Robert William Service
My Typewriter - Poem by Robert William Service
I used to think a pot of ink
Held magic in its fluid,
And I would ply a pen when I
Was hoary a a Druid;
But as I scratch my silver thatch
My battered old Corona
Calls out to me as plaintively
As dying Desdemona.
"For old time's sake give me a break:
To you I've been as loyal
As ever could an Underwood,
Or Remington or Royal.
The globe we've spanned together and
Two million words, maybe,
For you I've tapped - it's time you rapped
A rhyme or two for me.
"I've seen you sit and smoke and spit
With expletives profane,
Then tear with rage the virgin page
I tendered you in vain.
I've watched you glare in dull despair
Through hours of brooding thought,
Then with a shout bang gaily out
The 'word unique' you sought.
"I've heard you groan and grunt and moan
That rhyme's a wretched fetter;
That after all you're just a small
You'd balance me upon your knee
Like any lady friend,
Then with a sigh you'd lay me by
For weeks and weeks on end.
"I've known when you were mighty blue
And hammered me till dawn,
Dire poverty! But I would be
The last thing you would pawn.
Days debt-accurst!
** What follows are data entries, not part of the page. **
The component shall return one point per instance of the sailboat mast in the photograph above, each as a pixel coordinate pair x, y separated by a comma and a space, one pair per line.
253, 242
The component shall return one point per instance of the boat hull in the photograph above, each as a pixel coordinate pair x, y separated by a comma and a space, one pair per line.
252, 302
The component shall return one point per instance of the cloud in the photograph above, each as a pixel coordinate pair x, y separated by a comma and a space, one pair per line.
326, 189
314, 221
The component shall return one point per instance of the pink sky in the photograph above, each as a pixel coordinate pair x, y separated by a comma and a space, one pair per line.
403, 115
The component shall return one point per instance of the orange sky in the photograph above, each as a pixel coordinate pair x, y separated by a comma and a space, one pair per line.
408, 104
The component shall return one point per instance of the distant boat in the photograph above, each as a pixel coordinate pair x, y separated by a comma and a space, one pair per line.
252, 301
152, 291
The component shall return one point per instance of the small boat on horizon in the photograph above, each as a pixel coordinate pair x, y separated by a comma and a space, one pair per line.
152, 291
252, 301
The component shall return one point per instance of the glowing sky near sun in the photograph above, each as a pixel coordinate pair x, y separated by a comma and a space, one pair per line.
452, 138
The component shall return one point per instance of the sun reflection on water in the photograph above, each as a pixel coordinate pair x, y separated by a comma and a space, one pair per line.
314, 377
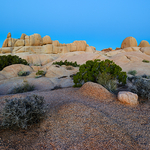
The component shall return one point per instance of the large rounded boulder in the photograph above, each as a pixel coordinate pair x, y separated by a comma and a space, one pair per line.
129, 42
144, 43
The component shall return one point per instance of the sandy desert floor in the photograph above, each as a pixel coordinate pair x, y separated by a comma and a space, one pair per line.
77, 122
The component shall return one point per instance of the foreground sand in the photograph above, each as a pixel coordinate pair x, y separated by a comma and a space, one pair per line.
77, 122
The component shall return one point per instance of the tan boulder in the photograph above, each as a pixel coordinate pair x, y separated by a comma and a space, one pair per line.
9, 35
131, 49
48, 49
107, 49
5, 43
23, 36
96, 91
47, 40
128, 97
55, 43
145, 50
73, 47
129, 42
9, 42
80, 45
36, 40
144, 44
12, 70
6, 50
27, 40
90, 49
19, 42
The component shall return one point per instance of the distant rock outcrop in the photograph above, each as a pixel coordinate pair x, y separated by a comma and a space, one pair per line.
144, 43
129, 42
35, 44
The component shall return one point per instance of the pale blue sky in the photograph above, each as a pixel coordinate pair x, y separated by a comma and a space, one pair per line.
102, 23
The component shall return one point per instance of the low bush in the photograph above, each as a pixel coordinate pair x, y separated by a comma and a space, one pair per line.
106, 81
41, 72
25, 87
146, 61
23, 73
10, 60
23, 112
67, 63
141, 86
91, 70
132, 72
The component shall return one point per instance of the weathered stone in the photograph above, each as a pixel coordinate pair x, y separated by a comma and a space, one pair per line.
19, 42
145, 50
47, 40
55, 43
9, 35
6, 50
96, 91
48, 49
27, 40
90, 49
80, 45
128, 97
36, 40
129, 42
23, 36
144, 43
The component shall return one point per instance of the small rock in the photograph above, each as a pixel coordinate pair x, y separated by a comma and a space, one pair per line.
128, 97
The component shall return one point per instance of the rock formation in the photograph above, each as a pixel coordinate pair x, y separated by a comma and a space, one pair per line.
129, 42
35, 44
144, 43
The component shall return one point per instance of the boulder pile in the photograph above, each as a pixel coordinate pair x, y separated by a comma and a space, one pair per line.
35, 44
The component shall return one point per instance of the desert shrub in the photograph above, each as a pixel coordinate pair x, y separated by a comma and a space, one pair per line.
23, 73
106, 81
67, 63
146, 61
41, 72
141, 86
25, 87
132, 72
23, 112
10, 60
91, 69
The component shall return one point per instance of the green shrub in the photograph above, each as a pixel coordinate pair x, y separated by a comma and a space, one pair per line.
22, 88
146, 61
141, 86
132, 72
66, 63
10, 60
91, 70
23, 73
106, 81
41, 72
23, 112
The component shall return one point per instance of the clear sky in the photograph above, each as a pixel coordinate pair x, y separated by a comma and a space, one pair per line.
102, 23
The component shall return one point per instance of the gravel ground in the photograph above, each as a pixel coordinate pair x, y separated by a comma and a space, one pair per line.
78, 122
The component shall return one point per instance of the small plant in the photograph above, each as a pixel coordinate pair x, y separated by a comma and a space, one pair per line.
141, 86
37, 65
106, 81
66, 63
23, 112
10, 60
23, 73
132, 72
41, 72
146, 61
91, 70
25, 87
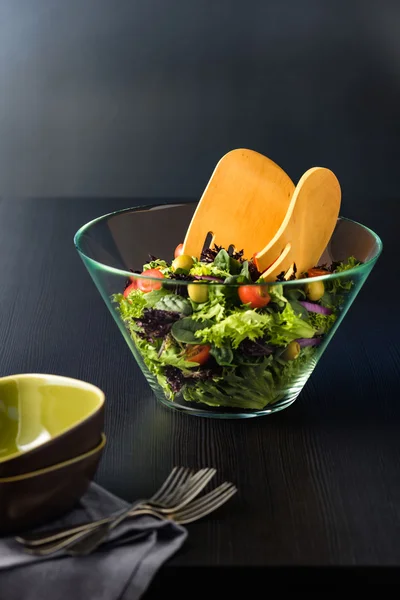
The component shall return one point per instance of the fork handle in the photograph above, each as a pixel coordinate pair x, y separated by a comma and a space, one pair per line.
38, 539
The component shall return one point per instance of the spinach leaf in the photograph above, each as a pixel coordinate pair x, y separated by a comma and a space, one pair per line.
152, 298
222, 260
184, 330
245, 271
175, 303
299, 309
223, 356
295, 294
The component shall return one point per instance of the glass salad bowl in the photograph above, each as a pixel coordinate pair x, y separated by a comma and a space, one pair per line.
209, 339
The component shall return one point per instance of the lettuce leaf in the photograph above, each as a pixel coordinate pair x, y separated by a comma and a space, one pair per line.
160, 264
252, 387
279, 328
131, 307
213, 309
322, 323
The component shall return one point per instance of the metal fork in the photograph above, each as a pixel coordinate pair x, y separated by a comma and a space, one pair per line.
192, 512
180, 487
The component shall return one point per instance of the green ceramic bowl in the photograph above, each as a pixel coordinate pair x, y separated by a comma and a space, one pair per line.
30, 500
46, 420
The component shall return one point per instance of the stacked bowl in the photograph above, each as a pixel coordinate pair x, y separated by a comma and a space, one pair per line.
51, 442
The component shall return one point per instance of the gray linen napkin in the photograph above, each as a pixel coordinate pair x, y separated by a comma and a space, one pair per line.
120, 569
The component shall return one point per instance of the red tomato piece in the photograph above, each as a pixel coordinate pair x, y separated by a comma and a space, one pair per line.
132, 286
314, 272
199, 353
255, 295
178, 250
146, 285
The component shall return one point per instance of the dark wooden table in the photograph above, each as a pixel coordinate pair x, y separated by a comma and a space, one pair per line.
319, 482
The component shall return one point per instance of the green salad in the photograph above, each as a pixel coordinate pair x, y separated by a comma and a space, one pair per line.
237, 346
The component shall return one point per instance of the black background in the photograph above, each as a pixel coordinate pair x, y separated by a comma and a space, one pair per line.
142, 97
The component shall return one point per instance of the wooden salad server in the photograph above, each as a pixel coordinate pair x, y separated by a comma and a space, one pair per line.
244, 204
307, 227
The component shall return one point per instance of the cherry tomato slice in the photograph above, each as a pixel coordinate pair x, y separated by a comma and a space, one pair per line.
199, 353
146, 285
178, 250
314, 272
132, 286
256, 296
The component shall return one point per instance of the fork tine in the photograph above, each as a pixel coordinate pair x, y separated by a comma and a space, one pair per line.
192, 489
196, 487
176, 488
198, 504
173, 479
192, 515
185, 490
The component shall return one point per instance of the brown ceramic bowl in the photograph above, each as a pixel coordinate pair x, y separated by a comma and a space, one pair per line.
46, 420
30, 500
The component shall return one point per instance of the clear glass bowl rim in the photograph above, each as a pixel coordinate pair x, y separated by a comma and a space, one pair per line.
126, 274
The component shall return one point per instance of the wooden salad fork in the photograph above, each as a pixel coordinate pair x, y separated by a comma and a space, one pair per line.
307, 228
244, 204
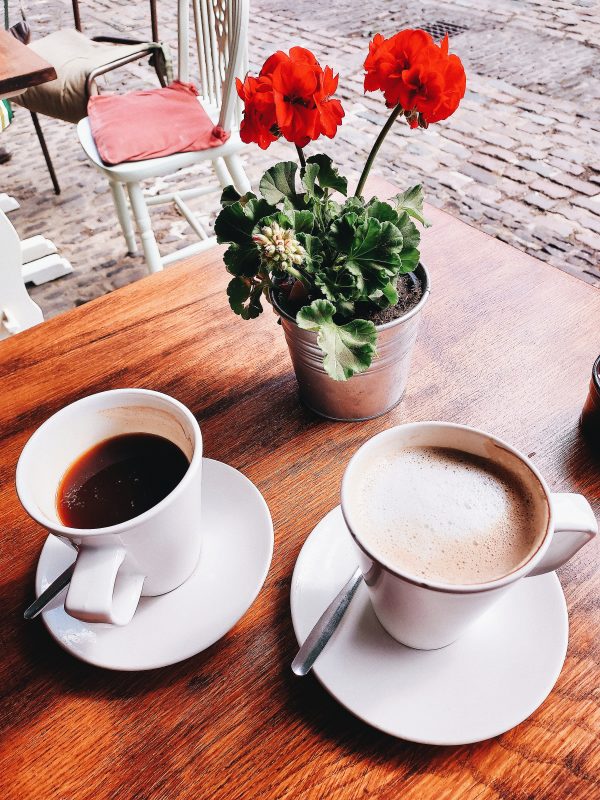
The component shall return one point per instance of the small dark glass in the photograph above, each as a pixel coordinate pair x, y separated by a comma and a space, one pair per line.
590, 416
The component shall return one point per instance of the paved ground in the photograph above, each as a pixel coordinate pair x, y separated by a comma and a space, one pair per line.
519, 159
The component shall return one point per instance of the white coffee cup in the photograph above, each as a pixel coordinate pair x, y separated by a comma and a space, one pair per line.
150, 554
427, 614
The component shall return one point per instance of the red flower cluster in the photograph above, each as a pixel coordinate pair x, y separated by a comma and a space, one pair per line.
415, 73
292, 97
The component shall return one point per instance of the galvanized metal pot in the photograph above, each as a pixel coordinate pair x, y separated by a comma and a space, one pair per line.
363, 396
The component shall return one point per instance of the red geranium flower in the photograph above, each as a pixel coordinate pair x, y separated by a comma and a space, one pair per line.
330, 109
415, 73
292, 98
259, 123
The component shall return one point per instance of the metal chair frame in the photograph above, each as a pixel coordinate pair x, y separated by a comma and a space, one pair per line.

Then at its worst
The sky, behold, would clear;
A poem sold, the garret cold
Would leap to light and cheer.
"You've toted me by shore and sea
From Mexico to Maine;
From Old Cathay to Mandalay,
From Samarkand to Spain.
You've thumped me in the battle's din
And pounded me in peace;
By air and land you've lugged me and
Your shabby old valise.
"But now my keys no more with ease
To your two fingers yield;
With years of use my joints are loose,
With wear of flood and field.
And even you are slipping too:
You're puffy, stiff and grey:
Old Sport, we're done, our race is run -
Why not call it a day?"
Why not? You've been, poor old machine!
My tried and faithful friend.
With fingertip your keys I'll flip
Serenely to the end.
For even though you're stiff and slow,
No other will I buy.
And though each word be wan and blurred
I'll tap you till I die.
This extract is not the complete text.